The following tables summarize the Company’s financial assets and liabilities measured at fair value on a recurring basis as of June 30, 2022 and December 31, 2021.
June 30, 2022
Level 1Level 2Level 3Total
Financial Assets
Trading securities held in deferred compensation plan(1)
$11.4 $— $— $11.4 
Interest rate caps(2)
— 9.5 — 9.5 
Cross-currency interest rate swaps(3)
— 21.4 — 21.4 
Foreign currency forwards(4)
— — — — 
Total$11.4 $30.9 $— $42.3 
Financial Liabilities
Deferred compensation plans(1)
$18.7 $— $— $18.7 
Interest rate swaps(5)
— 2.6 — 2.6 
Cross-currency interest rate swaps(3)
— 15.4 — 15.4 
Foreign currency forwards(4)
— — — — 
Total$18.7 $18.0 $— $36.7 
December 31, 2021
Level 1Level 2Level 3Total
Financial Assets
Trading securities held in deferred compensation plan(1)
$12.0 $— $— $12.0 
Foreign currency forwards(4)
— — — — 
Total$12.0 $— $— $12.0 
Financial Liabilities
Deferred compensation plan(1)
$22.4 $— $— $22.4 
Foreign currency forwards(4)
— 0.2 — 0.2 
Total$22.4 $0.2 $— $22.6 
(1)Based on the quoted price of publicly traded mutual funds and other equity securities which are classified as trading securities and accounted for using the mark-to-market method.

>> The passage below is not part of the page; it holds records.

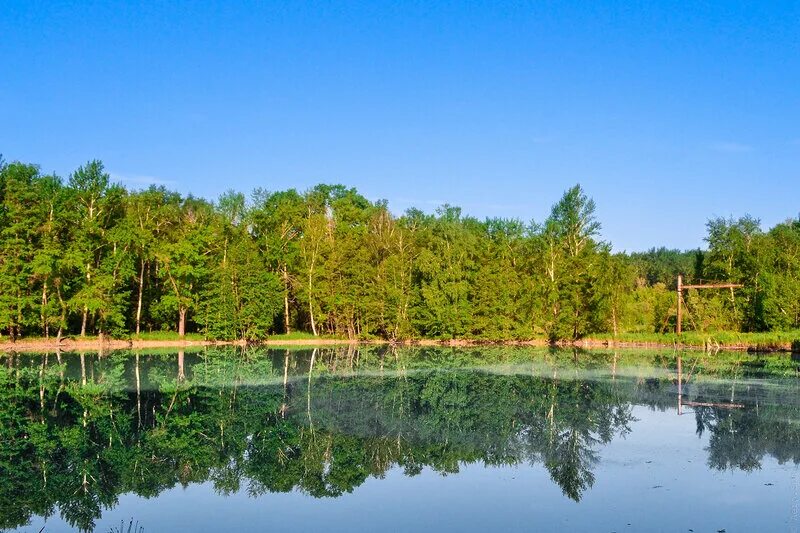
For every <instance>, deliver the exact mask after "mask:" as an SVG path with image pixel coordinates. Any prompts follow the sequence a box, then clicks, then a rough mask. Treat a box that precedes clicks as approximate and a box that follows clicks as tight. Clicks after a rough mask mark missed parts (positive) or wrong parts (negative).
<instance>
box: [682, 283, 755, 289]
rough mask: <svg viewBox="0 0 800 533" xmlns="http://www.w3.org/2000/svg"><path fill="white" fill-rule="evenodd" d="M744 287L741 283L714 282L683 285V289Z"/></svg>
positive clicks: (743, 285) (738, 287) (725, 288)
mask: <svg viewBox="0 0 800 533" xmlns="http://www.w3.org/2000/svg"><path fill="white" fill-rule="evenodd" d="M740 287H744V285H741V284H739V283H712V284H703V285H683V286H682V288H683V289H738V288H740Z"/></svg>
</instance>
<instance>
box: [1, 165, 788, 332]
mask: <svg viewBox="0 0 800 533" xmlns="http://www.w3.org/2000/svg"><path fill="white" fill-rule="evenodd" d="M600 230H601V224H600V221H599V220H597V218H596V214H595V204H594V201H593V200H592V199H591V198H590V197H589V196H588V195H587V194H586V192H585V191H584V190H583V189H582V188H581V187H580V186H579V185H576V186H574V187H571V188H570V189H568V190H567V191H566V192H565V193H564V195H563V196H562V198H561V199H559V200H558V201H557V202H556V203H555V204H554V205H553V207H552V209H551V211H550V214H549V216H548V217H547V218H546V219H545V220H544V221H543V222H541V223H531V224H525V223H523V222H521V221H520V220H516V219H502V218H490V219H486V220H478V219H476V218H474V217H470V216H465V215H464V214H463V213H462V212H461V209H460V208H458V207H454V206H450V205H443V206H442V207H440V208H438V209H437V210H436V211H435V213H434V214H426V213H423V212H422V211H419V210H417V209H409V210H408V211H407V212H405V213H404V214H402V215H400V216H397V215H393V214H392V213H391V212H390V211H389V208H388V205H387V203H386V202H385V201H377V202H372V201H370V200H368V199H366V198H365V197H364V196H362V195H361V194H359V193H358V191H356V190H355V189H349V188H347V187H344V186H342V185H317V186H316V187H313V188H311V189H309V190H307V191H304V192H298V191H296V190H294V189H288V190H285V191H274V192H269V191H265V190H262V189H258V190H256V191H255V192H254V193H253V195H252V198H251V199H250V200H249V201H248V199H247V198H246V197H245V196H244V195H243V194H241V193H237V192H235V191H229V192H227V193H225V194H223V195H222V196H221V197H220V198H219V199H218V200H217V201H216V202H214V203H212V202H208V201H206V200H203V199H199V198H195V197H193V196H187V197H184V196H182V195H180V194H178V193H175V192H171V191H168V190H166V189H165V188H163V187H150V188H149V189H146V190H126V189H124V188H123V187H121V186H119V185H116V184H114V183H112V182H111V179H110V176H109V175H108V174H107V173H106V172H105V171H104V169H103V165H102V163H101V162H99V161H90V162H88V163H87V164H86V165H83V166H81V167H80V168H78V169H77V170H76V171H75V172H74V173H72V175H70V176H69V179H68V180H67V181H66V182H63V181H62V180H61V179H60V178H58V177H57V176H52V175H42V174H41V173H40V171H39V169H38V167H36V166H34V165H28V164H23V163H18V162H13V163H9V164H5V163H4V164H3V165H2V166H0V335H8V336H9V337H10V338H11V339H12V340H15V339H17V338H20V337H25V336H45V337H49V336H51V335H57V336H59V335H76V334H79V335H81V336H87V335H114V336H120V337H125V336H128V335H131V334H133V335H141V334H143V333H153V332H160V331H177V333H178V335H179V337H184V336H185V335H186V334H189V333H195V334H200V335H202V336H204V337H206V338H214V339H243V340H247V341H256V340H260V339H264V338H266V337H267V336H269V335H272V334H289V333H295V332H300V333H303V332H310V334H311V335H313V336H320V335H324V336H335V337H339V338H348V339H356V338H361V339H367V338H382V339H387V340H392V341H395V340H405V339H413V338H439V339H459V338H467V339H484V340H513V339H530V338H535V337H545V338H548V339H550V340H553V341H555V340H561V339H577V338H582V337H586V336H597V335H606V334H610V335H611V336H613V337H621V336H624V335H626V334H647V333H657V334H660V333H666V332H671V331H674V330H675V328H676V325H677V324H676V305H675V303H676V297H675V292H674V289H675V282H676V278H677V276H678V275H679V274H681V275H683V276H684V279H685V281H686V282H687V283H693V282H702V281H704V280H705V281H726V282H733V283H741V284H743V285H744V287H743V288H741V289H731V290H725V291H696V290H691V291H688V292H687V293H686V294H685V300H686V307H685V310H686V312H685V314H684V320H683V329H684V330H686V331H695V332H697V333H699V334H701V335H703V336H709V335H713V334H715V333H717V332H720V331H730V332H767V331H771V332H779V331H790V330H792V329H796V328H798V327H800V220H789V221H786V222H784V223H781V224H778V225H777V226H775V227H774V228H772V229H770V230H769V231H764V230H762V228H761V227H760V224H759V222H758V221H757V220H755V219H753V218H752V217H749V216H745V217H742V218H740V219H724V218H715V219H712V220H710V221H709V223H708V225H707V230H708V237H707V242H708V249H707V250H705V251H701V250H693V251H678V250H668V249H665V248H653V249H651V250H649V251H647V252H639V253H630V254H627V253H612V251H611V245H610V244H609V243H606V242H603V241H602V240H600Z"/></svg>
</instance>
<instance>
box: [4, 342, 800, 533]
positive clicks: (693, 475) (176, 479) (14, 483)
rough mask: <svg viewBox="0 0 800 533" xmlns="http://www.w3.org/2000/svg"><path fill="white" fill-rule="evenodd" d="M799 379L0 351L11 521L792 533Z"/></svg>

(2)Measured as the present value of all expected future cash flows that would occur if variable interest rates rise above the strike rate of the caps. The variable interest rates used in the calculation of projected receipts on the cap are based on an expectation of future interest rates derived from observable market volatilities and interest rate curves.
(3)Measured as the present value of all expected future cash flows on each leg of the contracts. The model utilizes inputs of observable market data including interest yield curves and foreign currency exchange rates. The present value calculation uses cross-currency basis-adjusted discount factors that have been adjusted to reflect the credit quality of the Company and its counterparties.
(4)Based on calculations that use readily observable market parameters at their basis, such as spot and forward rates.
(5)Measured as the present value of all expected future cash flows based on the SOFR-based swap yield curves as of June 30, 2022. The present value calculation uses discount rates that have been adjusted to reflect the credit quality of the Company and its counterparties.
At June 30, 2022 and December 31, 2021, we did not have any significant non-financial assets or liabilities that were required to be measured at fair value on a recurring or non-recurring basis.